We also tested if our machine learning approach can accurately identify specific target species in complex samples of unknown composition without having classifiers for all fungal species present in the sample. We were able to show that by only training a limited set of classifiers we can detect target species with relatively low false positive and high recall rates in in silico spiked datasets with known ground truth of the spiked reads only. By adjusting the confidence score one can decide how much false positive and false negatives one is willing to tolerate. We found a threshold of 0.85 on the propagated confidence score at the species level classification was sufficient to reduce the false positive rate while maintaining high recall rates. To ensure a target species is identifiable, the species-level classifier in the machine learning decision tree must include other species closely related to the target species. If no closely related species is present, the likelihood of false positive hits increase as closely related taxa may be identified as false positives with high confidence scores even in the absence of the target species. As such, the more fungal species within a genus the machine learning decision tree classifiers are trained on, the higher the resolution of species-level identification. This is especially important when a genus contains both pathogenic and non-pathogenic species. In this way, our approach might be particularly applicable to targeted diagnostic tasks in specific settings, such as detecting fungal pathogens in agriculture [41] and medicine [42], or screening imports for specific invasive pathogen species in aid of border biosecurity [43, 44]. Here, the species used to train the classifiers are flexible and can be changed to suit the user’s need. For example, additional species from a specific taxon could be added for increased resolution within that taxa. Furthermore, the principles behind the application of machine learning to the fungal ribosomal DNA region can be expanded to other barcoding regions for other organisms, such as cytochrome c oxidase I [45] or elongation factor 1 alpha [46, 47]. Recent work on improving barcoding cost-effectiveness and scalability with the MinION nanopore sequencer offers promise for expanding to more species using barcoding across multiple regions to improve the species-level resolution and overall classification accuracy [48].
CONCLUSIONS
Online databases for metabarcoding often contain only short sequences, and hence are traditionally useful for identifying taxa using high accuracy short-reads. As such, identifying species from error prone long-read sequencing data, such as that produced by ONT nanopore sequencing, can be inaccurate when using these databases. We provide a tangible solution for species identification by applying a novel neural network-based machine learning approach with a proof-of-concept study using extended fungal ribosomal DNA barcodes on fungi. Our machine learning approach can identify target species with high accuracy from complex samples of unknown origin making it applicable to pathogen identification in biosecurity, agriculture, and clinical settings. Our approach performs especially well on closely related species where it provides an advantage in accuracy over current alignment-based or k-mer-based classification methods.
MATERIALS AND METHODS
Fungal pathogen sample collection, DNA extraction and ITS amplification
We collected different fungal tissue differently for DNA extractions. The tissue collection processes for each fungal species are summarized in Supplemental Table T1.

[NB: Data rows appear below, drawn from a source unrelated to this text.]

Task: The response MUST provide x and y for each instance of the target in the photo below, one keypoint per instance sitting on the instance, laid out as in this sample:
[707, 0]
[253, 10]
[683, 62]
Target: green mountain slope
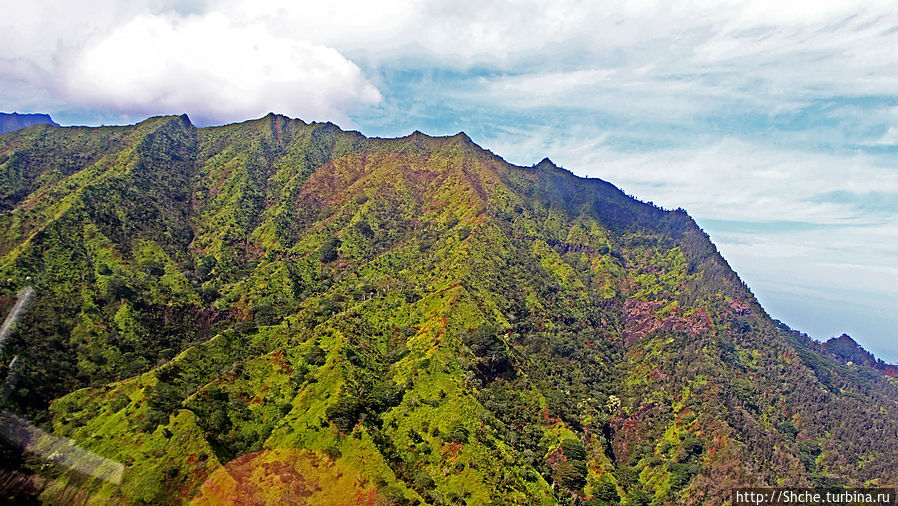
[288, 310]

We used three different DNA extraction methods for all the species in the mock communities. The methods for each species are listed in the Supplemental Table T1. Collectively, we used two commercially available kits: The Qiagen DNeasy Plant Mini Kit (cat. no. 69106) for most of the plant pathogenic fungi, and the Quick-DNA Fungal/Bacterial Miniprep Kit (cat. no. D6005, Zymo Research) for some of the human pathogenic fungi following the manufacturer’s protocol. We used a phenol chloroform-based DNA extraction method for some other human pathogenic fungi modified from Ferrer et al [49]. Briefly, 100 mg of leaf tissue was homogenized, and cells were lysed using cetyl trimethylammonium bromide (CTAB, Sigma-Aldrich) buffer (added RNAse T1, Thermo Fisher, 1,000 units per 1750 μl), followed by a phenol/chloroform/isoamyl alcohol (25:24:1, Sigma-Aldrich) extraction to remove protein and lipids. The DNA was precipitated with 700 μl of isopropanol, washed with 1 ml of 70% ethanol, dried for 5 min at room temperature, and resuspended in 50 μl of TE buffer containing 10 mM Tris and 1 mM EDTA at pH 8. For the human clinical sample and the field infected wheat sample, we directly used the DNA described in the original article [33, 34] for PCR amplification. Quality and average size of genomic DNA was visualized by gel electrophoresis with a 1% agarose gel for 1 h at 100 volts. DNA was quantified by NanoDrop and Qubit (Life Technologies) according to the manufacturer’s protocol.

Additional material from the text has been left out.